Evaluation of Hypertension with Hypokalemia

Antoine C Abcar, MD; Dean A Kujubu, MD


Vignette


Your colleague asks for your suggestions on the evaluation and treatment of a woman age 70 years with a five-year history of hypertension who has required progressively more medication because of persistent high blood pressure. She is taking five medications, including a diuretic, but still has a blood pressure of 165/95 mm Hg (well above the current standard definition of hypertension of 140/90 mm Hg). He says that the patient is asymptomatic and that her physical examination was normal. The patient’s serum potassium levels have ranged from 3.2 to 3.5 mEq/L for many years despite potassium supplementation, which had been attributed to her diuretic use. Her renal function is normal.


Discussion

Common Causes of Poorly Controlled Hypertension

Hypertension that remains in poor control despite the use of many medications is a difficult problem that every primary care physician has faced.1 Common causes of uncontrolled hypertension include white coat hypertension, nonadherence to a salt-restricted diet or to a medication regimen, failure to include a diuretic in the antihypertensive regimen, use of concurrent medications such as nonsteroidal anti-inflammatory agents or oral contraceptives, obesity, obstructive sleep apnea, and parenchymal renal disease. Home blood pressure measurements or 24-hour ambulatory blood pressure monitoring are useful in the evaluation for white coat hypertension. Obtaining a 24-hour urine collection for sodium and creatinine to assess dietary sodium intake is frequently helpful. An otherwise healthy patient ingesting a diet limited to 2000 mg of sodium should excrete no more than 87 mEq of sodium in a 24-hour urine sample; higher amounts of sodium excretion suggest dietary nonadherence. Symptoms such as daytime somnolence, not feeling rested after a full night of sleep, mood disturbances, and a lack of concentration suggest that obstructive sleep apnea should be considered and a sleep study ordered. A frank discussion with the patient about the importance of blood pressure control on cardiovascular health, the adherence to medication regimens despite potential side effects, and the benefits of exercise, weight loss, smoking cessation, and reduction of alcohol intake are essential.

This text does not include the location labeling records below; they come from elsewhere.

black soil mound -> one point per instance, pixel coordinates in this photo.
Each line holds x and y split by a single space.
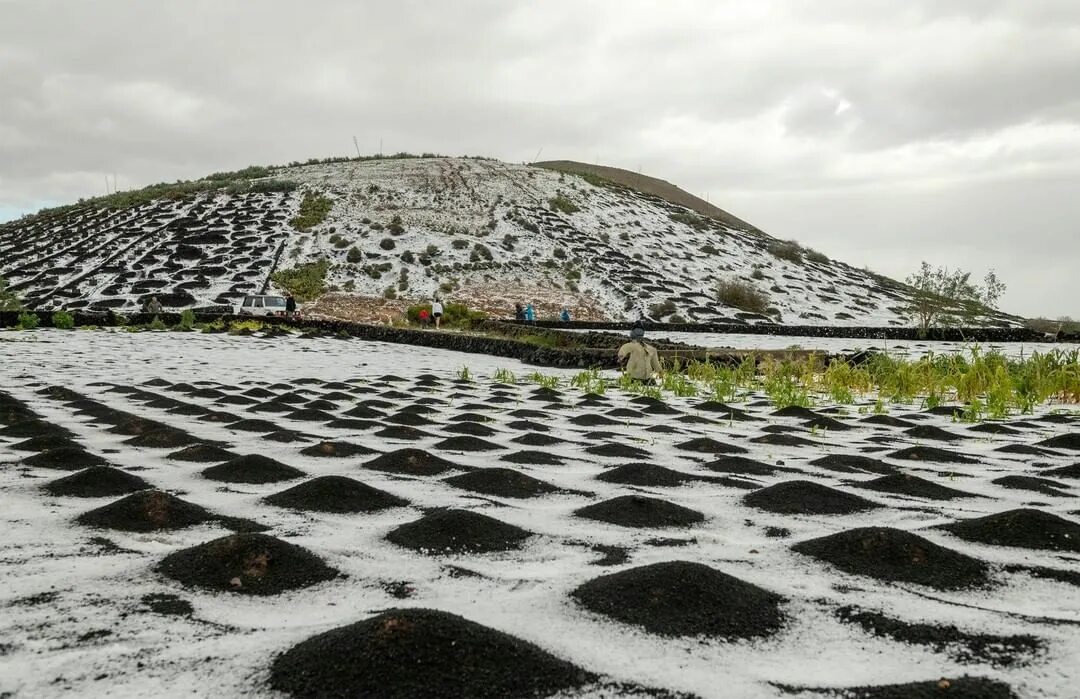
95 482
458 532
618 452
252 468
507 483
247 564
892 554
706 445
335 494
466 443
807 497
1025 528
532 439
853 464
1043 486
931 432
642 512
682 599
963 687
931 454
421 653
413 462
336 449
1070 441
532 457
146 511
962 646
65 458
742 466
202 454
913 485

Any efforts to simplify the medical regimen will help with patient adherence.


Less Common Causes of Poorly Controlled Hypertension

Although the majority of hypertension in the adult population is essential hypertension, in selected cases it is reasonable to evaluate for possible secondary causes of hypertension. Hypertension of new onset in patients younger than age 30 years or of sudden onset in those older than age 50 years; hypertension in the absence of obesity; the lack of a strong family history of hypertension; the requirement for three or more medications, one of which is a diuretic, with suboptimal control; the acute deterioration of renal function with the initiation of angiotensin-converting enzyme inhibitors (ACEIs) or angiotensin-receptor blockers (ARBs); paroxysmal symptoms of anxiety, diaphoresis, or palpitations; Cushingoid features; renal dysfunction; and the presence of hypokalemia and metabolic alkalosis are all findings suggestive of secondary hypertension. Because this patient has a relatively late onset of worsening hypertension, persistent hypokalemia despite potassium supplementation, and resistant hypertension, it is reasonable to evaluate her for underlying causes of hypertension.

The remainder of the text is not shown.